Department of English
1880s
English courses were offered when the North Carolina College of Agriculture and Mechanic Arts opened.
1900s
President D. H. Hill Jr. appointed English professors Thomas P. Harrison and George Summey as co-chairs of the Library Committee. Harrison and Summey departed from Hill Jr.'s solitary approach to book selection and instead asked faculty to recommend titles for the collection.
1940s
Three women joined the faculty at NC State. Ruth Couch Allen and Louise K. Cell became instructors in English, and Ruth Badger Hall became an instructor in modern languages.
Twenty-two women were listed on the faculty, most at the instructor or laboratory technician level.
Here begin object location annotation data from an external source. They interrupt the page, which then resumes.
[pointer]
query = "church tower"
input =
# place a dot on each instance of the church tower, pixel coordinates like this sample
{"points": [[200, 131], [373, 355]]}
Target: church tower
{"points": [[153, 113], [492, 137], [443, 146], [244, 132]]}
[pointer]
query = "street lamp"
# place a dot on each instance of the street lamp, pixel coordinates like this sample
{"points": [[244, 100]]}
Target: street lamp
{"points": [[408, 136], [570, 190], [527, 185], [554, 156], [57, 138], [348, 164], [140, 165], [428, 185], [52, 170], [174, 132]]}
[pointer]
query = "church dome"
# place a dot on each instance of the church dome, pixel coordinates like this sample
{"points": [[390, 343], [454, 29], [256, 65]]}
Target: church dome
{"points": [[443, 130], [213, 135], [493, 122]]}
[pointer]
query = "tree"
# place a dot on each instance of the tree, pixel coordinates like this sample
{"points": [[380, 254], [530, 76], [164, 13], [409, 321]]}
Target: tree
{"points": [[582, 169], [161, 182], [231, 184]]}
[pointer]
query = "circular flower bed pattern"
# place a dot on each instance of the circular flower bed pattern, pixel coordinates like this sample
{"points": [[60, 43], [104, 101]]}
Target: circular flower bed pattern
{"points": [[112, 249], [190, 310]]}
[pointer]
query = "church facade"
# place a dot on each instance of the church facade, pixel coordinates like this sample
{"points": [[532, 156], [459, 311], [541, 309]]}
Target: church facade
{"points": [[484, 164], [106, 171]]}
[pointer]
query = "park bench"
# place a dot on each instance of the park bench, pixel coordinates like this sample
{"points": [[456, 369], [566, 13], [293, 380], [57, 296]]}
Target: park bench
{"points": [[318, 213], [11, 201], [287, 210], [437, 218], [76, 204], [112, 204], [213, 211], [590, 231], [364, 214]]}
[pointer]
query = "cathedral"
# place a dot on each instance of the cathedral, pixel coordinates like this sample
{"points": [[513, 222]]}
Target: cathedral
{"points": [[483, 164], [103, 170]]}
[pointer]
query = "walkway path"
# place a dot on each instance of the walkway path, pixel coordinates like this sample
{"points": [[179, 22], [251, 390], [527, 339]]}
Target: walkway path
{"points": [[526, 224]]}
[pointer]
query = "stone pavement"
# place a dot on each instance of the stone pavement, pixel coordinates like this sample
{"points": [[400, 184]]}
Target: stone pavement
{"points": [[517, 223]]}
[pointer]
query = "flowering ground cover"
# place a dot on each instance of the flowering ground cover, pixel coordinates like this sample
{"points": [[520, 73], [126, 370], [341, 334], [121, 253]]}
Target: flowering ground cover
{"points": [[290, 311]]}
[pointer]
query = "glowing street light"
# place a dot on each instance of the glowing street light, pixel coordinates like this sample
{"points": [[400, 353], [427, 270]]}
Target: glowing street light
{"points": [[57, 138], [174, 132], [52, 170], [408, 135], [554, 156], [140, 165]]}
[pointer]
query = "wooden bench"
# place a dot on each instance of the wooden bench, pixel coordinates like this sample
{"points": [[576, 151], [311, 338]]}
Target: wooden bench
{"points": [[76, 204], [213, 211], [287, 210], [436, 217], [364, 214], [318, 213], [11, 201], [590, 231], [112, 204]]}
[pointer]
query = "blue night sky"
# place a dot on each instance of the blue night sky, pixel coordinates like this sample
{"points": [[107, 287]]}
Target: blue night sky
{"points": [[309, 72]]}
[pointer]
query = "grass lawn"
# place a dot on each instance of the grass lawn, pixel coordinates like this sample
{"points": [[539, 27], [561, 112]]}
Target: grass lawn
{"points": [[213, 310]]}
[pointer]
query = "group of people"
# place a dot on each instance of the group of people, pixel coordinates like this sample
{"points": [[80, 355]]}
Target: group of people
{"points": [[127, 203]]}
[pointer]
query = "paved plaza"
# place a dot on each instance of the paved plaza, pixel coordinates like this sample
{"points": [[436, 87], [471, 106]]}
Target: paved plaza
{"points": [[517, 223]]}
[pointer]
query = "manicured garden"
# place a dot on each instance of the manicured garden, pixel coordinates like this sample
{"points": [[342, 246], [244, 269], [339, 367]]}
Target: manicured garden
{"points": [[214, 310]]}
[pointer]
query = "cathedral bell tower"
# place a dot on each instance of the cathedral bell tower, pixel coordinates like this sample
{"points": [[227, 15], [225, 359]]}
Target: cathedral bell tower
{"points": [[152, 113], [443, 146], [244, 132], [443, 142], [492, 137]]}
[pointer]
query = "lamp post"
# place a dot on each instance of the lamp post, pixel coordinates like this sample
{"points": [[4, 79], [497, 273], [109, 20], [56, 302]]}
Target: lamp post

Departments with more than one woman employee included English (six), statistics (three), textiles (three), and modern languages (two). Women were also on the faculty in architecture, agricultural economics, mathematics, physics, social studies, chemistry, engineering, research, and agronomy.
1960s
Raleigh's Cardinal Theater was the site of the Southern premier of The Flim Flam Man, a new film based on a novel by NC State English professor Guy Owen. The film stared George C. Scott. Both the Technician and Dr. Owen expressed some degree of disappointment at how the film turned out.
The Department of English created a graduate program by offering a master of arts degree.
1980s
Assistant Professor of English Lee Smith became the first woman faculty member to receive the prestigious North Carolina Award.
1990s
Walt Wolfram was appointed as the William C. Friday Distiguished Professor of English Linguistics, the first endowed chair in the humanities at NC State.
Fountain Dining Hall was built in 1982 and named for Dr. Alvin Marcus Fountain, professor of English for 46 years.
2000s
The Creative Writing MFA program enrolled its first cohort of students in 2003.